Feueurbach montre que la conscience qui se rapporte à un Dieu est en pleine illusion productrice d’une aliénation : en posant l’existence d’un Dieu l’homme ne voit pas qu’il ne fait que projeter, en l’inversant, la conscience qu’il a de lui-même ! La religion n’est qu’un anthropomorphisme qui s’ignore comme tel. C’est pourquoi, il écrit que « la religion, du moins la chrétienne, est la relation de l’homme à lui-même, ou plus exactement, à son es­sence, mais à son essence comme à un autre être« . C’est en cela qu’elle est aliénation puisque l’homme ignore que c’est son être qui se présente à lui comme un autre. C’est pourquoi, elle est « la scission de l’homme d’avec lui-même: il pose en face de lui Dieu comme être oppo­sé à lui: Dieu n’est pas ce qu’est l’homme, l’homme n’est pas ce qu’est Dieu. Dieu est l’être infini, l’homme l’être fini; Dieu est parfait, l’homme imparfait ; Dieu tout-puissant, l’homme impuissant ; Dieu saint, l’homme pécheur. Dieu et l’homme sont des extrêmes : Dieu est l’absolument positif, la somme (In­begriff) de toutes les réalités, l’homme est l’absolument négatif, la somme de toutes les nullités » (L’essence du christia­nisme, p.153).]

De même, Spinoza compare l’homme qui est conscient d’être libre à un enfant qui croirait désirer librement le lait. Ce n’est pas parce qu’il est conscient de son désir qu’il est libre de désirer ce qu’il désire ; il est semblable à une pierre, ajoute Spinoza, que l’on ferait tomber et à qui, dans sa chute, on prêterait une conscience et qui déclarerait alors qu’elle est libre de tomber parce que qu’elle en est consciente et parce qu’elle le veut :  «Telle est cette liberté humaine que tous les hommes se vantent d’avoir et qui consiste en cela seul que les hommes sont conscients de leur désir et ignorants des causes qui les déterminent » (Spinoza Lettre à Schuller de 1675). En d’autres termes, la conscience, malgré la distance qu’elle donne, pourrait être victime d’illusions quant à la liberté qu’elle pense permettre. Et c’est bien entendu dans la notion d’inconscient psychique que l’on pourrait voir le meilleur exemple d’illusions de la conscience sur sa propre liberté car l’originalité de la pensée freudienne consiste à affirmer que nous pouvons être conscients d’agir en ignorant les causes qui nous font agir.

(3) Cela revient, dans un dernier temps, à s’interroger sur le sens qu’il faut accorder à l’expression « prendre conscience ». S’il ne s’agit que d’avoir conscience de ce qui se passe, de la situation dans laquelle on est, cela n’est pas suffisant.
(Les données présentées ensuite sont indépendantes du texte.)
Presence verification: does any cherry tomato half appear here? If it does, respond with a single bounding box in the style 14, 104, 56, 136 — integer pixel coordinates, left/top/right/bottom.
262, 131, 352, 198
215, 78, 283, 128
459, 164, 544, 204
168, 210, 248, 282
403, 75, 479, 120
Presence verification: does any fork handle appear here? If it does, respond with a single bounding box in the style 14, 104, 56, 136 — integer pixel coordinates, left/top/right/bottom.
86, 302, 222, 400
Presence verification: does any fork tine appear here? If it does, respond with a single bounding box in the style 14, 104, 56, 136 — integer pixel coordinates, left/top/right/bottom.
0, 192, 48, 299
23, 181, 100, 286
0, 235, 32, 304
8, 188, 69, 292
Mais si l’on donne un sens fort à cette expression, elle implique non seulement que j’exprime ce qui est mais que je suis en mesure de l’analyser, d’en trouver les raisons. Si l’on donne à l’expression prendre conscience toute sa profondeur, à savoir la connaissance des raisons, on peut parler de libération possible. C’est d’ailleurs ce que pensent Spinoza ou Platon. Lorsque le premier critique les illusions de la conscience et donc de la liberté, il ne renonce pas pour autant à l’idée de liberté. Il invite les hommes à développer leur raison qui les rendra véritablement libres. Ainsi dans son sens fort, la prise de conscience peut-être véritablement libératrice. Encore ne faut-il pas confondre la conscience et la raison. La conscience et la condition négative d’une libération car ne pas être conscient, c’est ne pas être libre mais, pour autant, être conscient n’implique pas que l’on soit libre. Il faut donc que la conscience se transforme en raison pour qu’elle soit effectivement libre.

On peut donc répondre à l’enjeu de la question. La caractéristique essentielle de l’homme n’est pas la conscience mais la raison. On peut donc dire que plus l’homme développe sa raison, plus il réalise son essence et plus il devient libre.